The Light House cinema will be showing The Picture of Dorian Gray from 1945, starring Angela Lansbury – who, coincidentally, shares a birthday with Wilde). The Art Deco Stella Cinema will be screening the 1952 version of The Importance of Being Earnest, shown with subtitles so people can read the dialogue as written. And for the first time ever, the house where Wilde was born – 21 Westland Row – will be open in collaboration with Oscar Wilde House, allowing visitors to see both in one visit.
There are plenty of Oscar Wilde sites around Dublin (you can explore nine of them on a free, self-guided tour called A Walk on the Wilde Side), but many spots in the city have ties to the playwright.
You can have a pint in Kennedy’s pub, where Wilde worked as a shelf stacker back when it was also a shop. And while Sweny’s Pharmacy gets plenty of attention for its connection to James Joyce and Ulysses, it’s also where Wilde regularly dropped in to deliver prescriptions for his father, a lauded surgeon. Pop in and you can see a first edition of An Ideal Husband on display behind the counter.
You can walk around Trinity College, where he studied Classics – take a campus tour and they might just regale you with stories of his college years. He was also a frequent visitor of Marsh’s Library, a beautiful old building in the shadow of St Patrick’s Cathedral, which has barely changed in 300 years. This year, they’ll be holding a Wilde exhibition in the main gallery in honour of his anniversary, but you can visit at any time to easily envision what it must have been like when Wilde read here.
You can often find Wilde-themed exhibitions in the Museum of Literature Ireland (MoLI), where they’re currently screening their film installation De Profundis, with a group of LGBTQ+ writers, artists and activists performing the words Wilde wrote from prison. It’s for acts like this – writing one of the greatest love letters of all time, while being imprisoned for “gross indecency” – that Wilde is considered a hero to Ireland’s LGBTQ+ community. The film will be exhibited here until October 1, but you can also catch it on Wilde’s birthday at the Irish Film Institute (IFI), as part of the Oscariana festival.

Enniskillen Castle
While there are many Wildean sites around Dublin, it wasn’t the only place he lived in Ireland.

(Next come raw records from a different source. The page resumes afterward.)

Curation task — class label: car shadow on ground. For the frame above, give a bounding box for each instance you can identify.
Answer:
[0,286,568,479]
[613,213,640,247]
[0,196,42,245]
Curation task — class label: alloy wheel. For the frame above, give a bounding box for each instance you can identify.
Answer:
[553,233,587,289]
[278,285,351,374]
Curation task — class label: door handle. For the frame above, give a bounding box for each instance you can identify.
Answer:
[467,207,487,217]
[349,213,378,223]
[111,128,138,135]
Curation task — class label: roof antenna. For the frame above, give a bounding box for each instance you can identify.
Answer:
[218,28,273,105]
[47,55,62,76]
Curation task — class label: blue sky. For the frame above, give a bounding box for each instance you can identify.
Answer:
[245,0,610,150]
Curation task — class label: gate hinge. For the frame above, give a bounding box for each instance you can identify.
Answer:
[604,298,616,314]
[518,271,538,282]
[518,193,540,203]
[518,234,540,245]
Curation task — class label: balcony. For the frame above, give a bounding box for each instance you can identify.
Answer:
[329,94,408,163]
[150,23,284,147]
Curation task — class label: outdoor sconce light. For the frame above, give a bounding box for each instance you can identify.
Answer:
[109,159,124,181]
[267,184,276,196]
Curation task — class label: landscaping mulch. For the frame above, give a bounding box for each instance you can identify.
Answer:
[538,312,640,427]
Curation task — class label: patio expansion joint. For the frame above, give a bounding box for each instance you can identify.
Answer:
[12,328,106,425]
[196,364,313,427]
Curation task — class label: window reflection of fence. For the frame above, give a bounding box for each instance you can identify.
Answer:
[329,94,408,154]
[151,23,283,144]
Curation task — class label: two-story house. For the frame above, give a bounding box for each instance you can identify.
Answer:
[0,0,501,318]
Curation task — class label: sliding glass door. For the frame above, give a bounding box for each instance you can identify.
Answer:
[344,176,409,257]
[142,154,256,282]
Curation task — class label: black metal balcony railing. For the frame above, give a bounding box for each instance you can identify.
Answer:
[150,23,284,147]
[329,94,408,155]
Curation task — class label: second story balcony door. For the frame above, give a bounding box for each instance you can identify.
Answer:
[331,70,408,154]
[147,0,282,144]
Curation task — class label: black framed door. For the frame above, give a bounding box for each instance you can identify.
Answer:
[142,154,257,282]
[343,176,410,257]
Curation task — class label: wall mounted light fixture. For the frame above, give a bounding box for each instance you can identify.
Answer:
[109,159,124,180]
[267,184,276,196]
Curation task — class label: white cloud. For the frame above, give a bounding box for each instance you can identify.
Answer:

During his teenage years, he attended what was then the Portora Royal School in picturesque Enniskillen, County Fermanagh (which Samuel Beckett also attended in later years). Now the Enniskillen Royal Grammar School, it was here – nestled beside the glistening Fermanagh Lakelands in Ireland’s only island town – that Wilde first got the inspiration for his famous short story The Happy Prince.
Of course, you could always pay a simple homage to the legendary Irish wit by reading some of his best-loved works. It’s an experience sure to leave you coming back for more. After all, as Wilde himself said: “If one cannot enjoy reading a book over and over again, there is no use in reading it at all.”